Für die Blisk-Fertigung stehen zwei spezialisierte Maschinentypen bereit: Die PO 100 SF ist auf die Bearbeitung einzelner Turbinenschaufeln ausgelegt, die größere PO 900 BF übernimmt die Komplettbearbeitung ganzer Blisks. Für Matrizen bietet EMAG die Maschinen der PT-Baureihe, die mit bis zu vier Achsen und Vorschüben bis 5 mm/min auch großflächige und parallelisierte Bearbeitung ermöglichen.
ECM erreicht in der Serienproduktion Toleranzen von unter 20 Mikrometern. Wichtig dabei: Es entstehen keine Mikrorisse und keine Wärmeeinflusszone – im Gegensatz zum Erodieren. Das ist besonders bei Hochleistungs-Presswerkzeugen relevant, wo Materialveränderungen die Bauteilstabilität gefährden. PECM liefert zudem herausragende Oberflächenqualitäten, die in vielen Fällen eine Nachbearbeitung überflüssig machen.

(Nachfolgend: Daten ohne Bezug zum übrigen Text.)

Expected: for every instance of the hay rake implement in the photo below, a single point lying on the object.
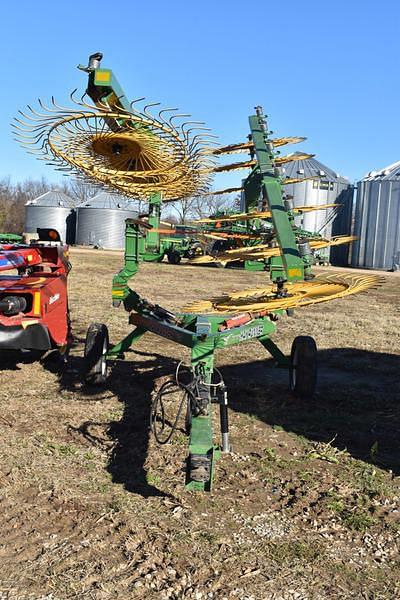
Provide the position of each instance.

Blisks sind zentrale Komponenten in Flugtriebwerken und unterliegen den strengen Qualitätsanforderungen der Luft- und Raumfahrtindustrie. Matrizen finden überall dort Anwendung, wo Bauteile durch Umformung hergestellt werden, beispielsweise in der Automobilindustrie, im Maschinenbau oder in der Medizintechnik. In beiden Bereichen sind Präzision, Werkstoffintegrität und Prozesssicherheit unerlässlich.
Bei Prototypen und sehr kleinen Serien kann Erodieren (EDM) durch geringeren apparativen Aufwand punkten. Mit steigender Stückzahl kehren sich die Verhältnisse jedoch um: Das nahezu werkzeugverschleißfreie ECM-Prinzip senkt die Stückkosten kontinuierlich, während bei EDM die Elektrodenkosten und Rüstzeiten proportional anwachsen. Zusätzlich ermöglicht die Parallelbearbeitung von bis zu 30 Bauteilen eine deutlich höhere Ausbringung pro Zeiteinheit.
Alle EMAG ECM-Maschinen profitieren von zentralen Plattformtechnologien: Der Mineralit®-Maschinengrundkörper sorgt für hohe thermische Stabilität und Schwingungsdämpfung. Intelligente Software- und Hardwareschnittstellen ermöglichen eine reibungslose Integration in bestehende Fertigungslinien. Effiziente Automationslösungen vervollständigen das Angebot – für eine durchgängige, wirtschaftliche Prozesskette.